The South Korean government on Wednesday filed a lawsuit seeking damages from North Korea for blowing up the inter-Korean liaison office in June 2020, marking the first case of Seoul taking legal action against the North Korean authorities through a local judicial court.

The South Korean government submitted a lawsuit to the Seoul Central District Court at approximately 2 p.m., seeking compensation from North Korea for damages amounting to 44.7 billion won ($35 million) caused by the destruction of the inter-Korean liaison office and the adjacent comprehensive support center building.

In the lawsuit, the plaintiff is the Republic of Korea and the defendant is the Democratic People's Republic of Korea, the official names of South and North Korea, respectively. The Ministry of Justice will handle the legal proceedings on behalf of the South Korean government.

Seoul has taken the legal action primarily to prevent the expiration of the country's right to claim compensation, South Korea's Unification Ministry said in a statement.

According to South Korean civil law, the right to claim compensation for damages caused by an illegal act expires three years from the date the victim becomes aware of the damages or from the date the damages occur. The statute of limitations for the South Korean government is set to expire on Friday.

If North Korean authorities ultimately refuse to participate in the lawsuit, it is anticipated that the South Korean government will prevail as the plaintiff. But even if the South Korean government wins the suit, there are currently no means available to force North Korea to comply with the compensation payment.

The South Korean Unification Ministry said it will collaborate with relevant ministries to pursue the case and come up with ways to collect compensation.

"With regard to the effectiveness (of the legal action), the government will engage in consultations with relevant departments, including the Ministry of Justice, to explore possible enforcement measures," an official at Seoul's Unification Ministry said on condition of anonymity during a closed-door briefing held on Wednesday afternoon.

"In order to do so, it is necessary to prioritize the preservation of rights through the suspension of the statute of limitations."

The official suggested that the South Korean government could consider the possibility of seeking compensation from the Foundation of Inter-Korea Cooperation, an agency responsible for protecting and managing North Korean copyrights.

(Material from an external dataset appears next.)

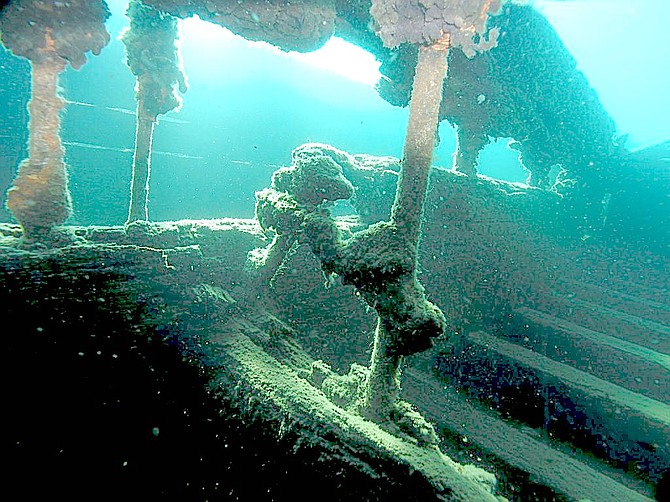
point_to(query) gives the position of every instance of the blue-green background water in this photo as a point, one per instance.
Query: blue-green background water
(248, 105)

Following the halt of inter-Korean remittances in 2008, the foundation has deposited royalties worth over 2.3 billion won, which are intended for North Korea, with the South Korean court.

The official also explained that the South Korean government intends to use a previous case as a reference. In the previous case, former South Korean prisoners of war sought compensation through the Foundation of Inter-Korea Cooperation on behalf of the North Korean authorities.

The inter-Korean liaison office was established in the city of Kaesong, located near the inter-Korean border, as part of the implementation of the Panmunjom Declaration signed in 2018 by South Korean President Moon Jae-in and North Korean leader Kim Jong-un.

The construction expenses for the office were entirely covered by the South Korean government, while the land on which it was built belonged to North Korea.

The office was inaugurated in September 2018. But in June 2020, North Korea blew up the office in protest of the distribution of anti-North Korea leaflets that had crossed the South-North border.

"North Korea's violent act of demolishing the Inter-Korean liaison office is a blatant violation of the law," the South Korean Unification Ministry said in a statement.

"This act not only contravenes inter-Korean agreements such as the Panmunjom Declaration for Peace, Prosperity and Reunification of the Korean Peninsula, but also undermines the very foundation of mutual respect and trust between the two Koreas."

The ministry emphasized that taking legal action aligns with the Yoon Suk Yeol government's commitment to establishing inter-Korean relations founded on mutual respect and trust, while also firmly responding to North Korea's misconduct based on principles.

"We will also firmly respond to North Korea's infringement of the property rights of the South Korean government and its citizens."